PKR depreciation and interplay with higher POL prices may trigger inflationary impact, with food (34% weight) and transport costs (6% weight) being most vulnerable, with some items bearing a double whammy from both PKR and POL price moves.

From a monetary policy and real interest rate perspective, sensitivities suggest 12M forward CPI in Sep-23 (next MPS) could start indicating readings above 22% - present Policy Rate - rendering forward looking real interest rates potentially negative.

PKR slides 4.5% in open market, widening gap to 3%

After positive sentiments taking PKR up by 4% post IMF’s Stand-By Arrangement at end of Jun-2023, we have witnessed PKR/US$ sliding down 3% and revisiting 3-month lows. Meanwhile, open market rates of PKR/US$ have slipped even more, reflecting a PKR depreciation of 4.5% during the same time. The importance of movement in open market rates has increased with IMF recommending a maximum

1.25% gap between open market and interbank rates in its recent report for Pakistan. At present, the gap between open market and interbank has widened to 3%, which may indicate a similar movement in interbank rates, which could in turn trigger another round of inflationary impacts.

Select food items and transport costs most vulnerable

Pakistan, being a net importer, has a material amount of its CPI basket exposed to PKR movement. While POL prices, related segments and energy related utility prices amount to 11% of CPI basket, food items, mostly imported, contribute at least another 2%. Moreover, other segments directly linked to food, such as Readymade Food are another 5% weight, totalling US$-based pricing weight to at least 19%, almost one-fifth of the basket.

Moreover, the impact of PKR depreciation is compounded in imported segments of and related to food prices that are further impacted from higher POL prices. The weight of segments facing a compounding impact of PKR movement and POL product prices total to at least 7% (imported foods and Readymade food segments), in addition to the complete Food segment contributing ~35% to the basket. This compounding impact is also on the conservative side as higher transport costs impact other cost of businesses and living as well, albeit indirectly.

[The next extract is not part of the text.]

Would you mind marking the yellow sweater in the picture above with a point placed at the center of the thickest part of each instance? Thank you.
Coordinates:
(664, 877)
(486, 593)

PKR depreciation can continue inflation spikes

We recall the recent sharp PKR depreciation (~17%) during the first few weeks of CY23 triggered successive sequential MoM CPI increase of ~300bp over Jan-2023 to May-2023, a rare streak witnessed in Pakistan’s history. This was driven by ~350bp monthly increase in Food inflation and ~325bp MoM increase in Transport inflation during the same period.

While we emphasize movement of PKR/US$ on the timing and quantum on external inflows, which has improved to a great extent as compared to a couple of month ago, shaper volatility in the same could be detrimental for Pakistan’s inflation readings. We try to assess impact of sharp rounds of PKR depreciation against US$ on the national CPI and present sensitivity of higher price increases on (1) import-related items and (2) compounding impact on the segments mentioned above.

We present data of 12M forward CPI from each month, e.g. Jul-2023 12M fwd CPI is CPI average of Jul-2023 - Jun-2024, Aug-2023 12M fwd CPI is CPI average of Aug-2023 - Jul-2024 and onwards.

Watch out for deviation in inflation estimates

The above calculations receive a multiplier effect with the ongoing rise in international oil price, where domestic POL product prices have increased by ~Rs38/ltr (~15%) in the last one month, where the increase is a mix of global oil price increase and recent PKR depreciation.

Standing on the brink of a forward-CPI based positive real interest rates scenario after 3 years, CPI estimates from here onward hold much importance. The above sensitivities reflect possibilities of 12M forward CPI numbers remaining above 22% - the present Policy Rate, standing in Sep-2023 (the next monetary policy announcement), where these projections include a 40% gas price hike as well.

While the monetary policy committee had reasoned a status quo in the last policy announcement in Jul-2023 with the 12M fwd CPI estimates landing between 20% - 22%, any deviation in estimates may change the course of market expectations of a halt or continuation of the monetary tightening cycle.